Il reato sarebbe stato compiuto nei confronti di una collega.
“Azione persecutoria ai danni della collega, anche nel periodo della gravidanza, sfruttando il peso della sigla sindacale“. Con questa la motivazione è scattata per i due infermieri una condanna a sette mesi di reclusione per stalking nel reparto.
Condannati il 68enne Francesco Pollasto e il 46enne Luigi Bianco, accusato anche di tentata violenza privata.
Minacce e ricatti sarebbero quello che la donna ha dovuto subire. Al punto di dover ricorrere, in un’occasione, al pronto soccorso. Fino alla inevitabile denuncia.
Il pm aveva chiesto per gli imputati una condanna a un anno di reclusione.
L’infermiera, costituitasi in giudizio come parte offesa, è stata rappresentata dall’avvocato Rolando Manuel Marchionna. Una provvisionale è stata disposta in attesa della quantificazione del danno in sede civile.
I due infermieri, avrebbero adottato condotte “reiterate, insistenti e durature”. Molestavano sul luogo di lavoro la collega quotidianamente.
La ragione? “Non accettavano l’incarico di referente infermieristico con mansioni di coordinatrice” conferito alla collega.
Inoltre, “mediante pretestuose iniziative sindacali” portavano avanti “una estenuante battaglia sindacale e personale“.
E non è finita qui.
I due condannati avrebbero anche “inviato numerose lettere al direttore sanitario, nelle quali ingiustificatamente lamentavano problematiche inesistenti e incompetenza della collega, non rispettando le mansioni loro assegnate; la intimidivano, la denigravano e la offendevano, anche sminuendola davanti ai colleghi e ai pazienti”.
Con la loro condotta, per il pubblico ministero, hanno “cagionato alla donna un perdurante e grave stato di ansia, diagnosticato anche da un referto medico”, allegato alla denuncia sporta il 27 giugno 2012.

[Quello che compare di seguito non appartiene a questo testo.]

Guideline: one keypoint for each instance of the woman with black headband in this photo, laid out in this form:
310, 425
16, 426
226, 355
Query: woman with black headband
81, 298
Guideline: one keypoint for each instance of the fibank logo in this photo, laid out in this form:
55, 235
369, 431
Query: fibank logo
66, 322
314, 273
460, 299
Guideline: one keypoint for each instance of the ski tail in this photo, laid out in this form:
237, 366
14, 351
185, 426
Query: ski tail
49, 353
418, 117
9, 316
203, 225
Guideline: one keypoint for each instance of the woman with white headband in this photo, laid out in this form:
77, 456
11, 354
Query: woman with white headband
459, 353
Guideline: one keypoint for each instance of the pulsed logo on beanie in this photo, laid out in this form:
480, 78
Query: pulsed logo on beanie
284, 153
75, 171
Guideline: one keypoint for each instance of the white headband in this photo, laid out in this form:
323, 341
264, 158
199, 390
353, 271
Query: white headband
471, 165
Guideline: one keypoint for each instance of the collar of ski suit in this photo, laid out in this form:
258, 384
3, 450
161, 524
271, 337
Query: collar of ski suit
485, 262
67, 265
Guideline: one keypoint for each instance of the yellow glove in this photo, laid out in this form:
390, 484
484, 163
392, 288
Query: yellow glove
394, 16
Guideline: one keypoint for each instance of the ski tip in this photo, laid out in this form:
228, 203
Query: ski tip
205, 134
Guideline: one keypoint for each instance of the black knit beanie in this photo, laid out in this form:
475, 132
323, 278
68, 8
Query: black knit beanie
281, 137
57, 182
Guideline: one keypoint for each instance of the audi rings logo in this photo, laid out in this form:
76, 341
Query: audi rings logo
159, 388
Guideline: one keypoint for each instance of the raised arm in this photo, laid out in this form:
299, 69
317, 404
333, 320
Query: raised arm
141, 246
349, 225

Inoltre i due avrebbero “volontariamente suonato i campanelli dei pazienti in modo tale da interrompere l’attività di referente”.
In un’altra occasione, la donna “venne raggiunta nello spogliatoio da Pollasto e Bianco, che con fare minaccioso la misero vicino al muro“.
Il primo urlò: “Ringrazia Dio che sei una donna, perché adesso finiva male”. Successivamente sferrò un pugno contro il muro facendo saltare una gruccia.
Episodi di stalking nel reparto che hanno condotto la donna a prendere provvedimenti.
Secondo il giudice, “risulta chiaramente come gli imputati abbiano posto in essere una sistematica e pervicace azione persecutoria e molesta, di contrasto e intimidazione diretta e personale nei confronti dell’infermiera, evidentemente finalizzata a impedire che la stessa continuasse a svolgere il ruolo di referente, al quale ambiva Pollasto“.
A nulla sono valsi i tentativi dei due infermieri di camuffare la loro condotta come mera azione sindacale.